Risultato che lui è uscito, i libici restano contenti più che mai del loro investimento e ben coperti dalla politica italiana che non vuole (forse non può) rinunciare a loro. Adesso tocca a Rampl fare da arbitro e ago nel bilancino del potere. Fino a quando? Lui non ha soldi, le fondazioni neppure e ne riceveranno sempre meno sottoforma di dividendi. Le banche italiane hanno bisogno di rafforzarsi e dovranno aprire il capitale a nuovi soci. E, per quanto sistemica, per quanto troppo grande per fallire, oltre un certo limite anche l’azienda bancaria non sfugge alla legge bronzea del capitale: comanda chi paga.

 

Tra i pochi che hanno i quattrini ci sono le Assicurazioni Generali e adesso torna in ballo l’ipotesi di una loro fusione con Mediobanca per creare una potente concentrazione finanziaria e mediatica (controllerebbe il Corriere della Sera). Prospettiva alla quale era contrario Profumo.
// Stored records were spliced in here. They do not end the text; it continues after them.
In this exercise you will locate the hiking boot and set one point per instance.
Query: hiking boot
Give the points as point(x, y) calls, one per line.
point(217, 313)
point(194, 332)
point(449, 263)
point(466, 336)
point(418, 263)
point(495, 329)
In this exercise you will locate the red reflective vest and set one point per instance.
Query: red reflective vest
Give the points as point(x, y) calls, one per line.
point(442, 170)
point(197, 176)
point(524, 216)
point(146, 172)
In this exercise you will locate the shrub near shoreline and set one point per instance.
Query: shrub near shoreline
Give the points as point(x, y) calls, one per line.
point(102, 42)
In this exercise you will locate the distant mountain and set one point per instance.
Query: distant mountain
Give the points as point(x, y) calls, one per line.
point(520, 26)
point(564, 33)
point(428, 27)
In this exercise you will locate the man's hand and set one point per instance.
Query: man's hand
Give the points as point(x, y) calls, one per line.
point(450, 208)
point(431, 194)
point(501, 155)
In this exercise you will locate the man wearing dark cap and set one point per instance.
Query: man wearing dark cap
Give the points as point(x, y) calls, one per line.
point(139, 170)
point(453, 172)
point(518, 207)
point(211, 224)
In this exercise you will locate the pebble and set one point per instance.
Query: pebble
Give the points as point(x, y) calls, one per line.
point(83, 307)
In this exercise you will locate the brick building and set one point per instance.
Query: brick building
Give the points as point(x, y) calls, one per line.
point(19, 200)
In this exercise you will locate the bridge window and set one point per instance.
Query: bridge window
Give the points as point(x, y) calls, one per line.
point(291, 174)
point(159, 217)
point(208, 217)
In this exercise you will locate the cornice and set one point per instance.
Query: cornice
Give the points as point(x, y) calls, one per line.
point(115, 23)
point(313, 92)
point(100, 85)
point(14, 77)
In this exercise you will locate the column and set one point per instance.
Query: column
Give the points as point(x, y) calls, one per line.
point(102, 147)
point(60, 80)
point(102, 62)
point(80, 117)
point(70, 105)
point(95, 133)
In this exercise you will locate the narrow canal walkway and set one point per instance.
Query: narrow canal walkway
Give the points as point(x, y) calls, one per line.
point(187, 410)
Di qui la sua defenestrazione. Se ne parla da tempo, troppo tempo.

 

Con Geronzi a Mediobanca e prima di Geronzi. Ci ha provato Cuccia in più occasioni. E’ un vecchio sogno. Ma con un’economia integrata e internazionale come quella odierna, trasformare Generali in una cassaforte del potere politico italiano, significa renderla irrilevante sulla scena mondiale. Anche questo, in fondo, è un segno di debolezza.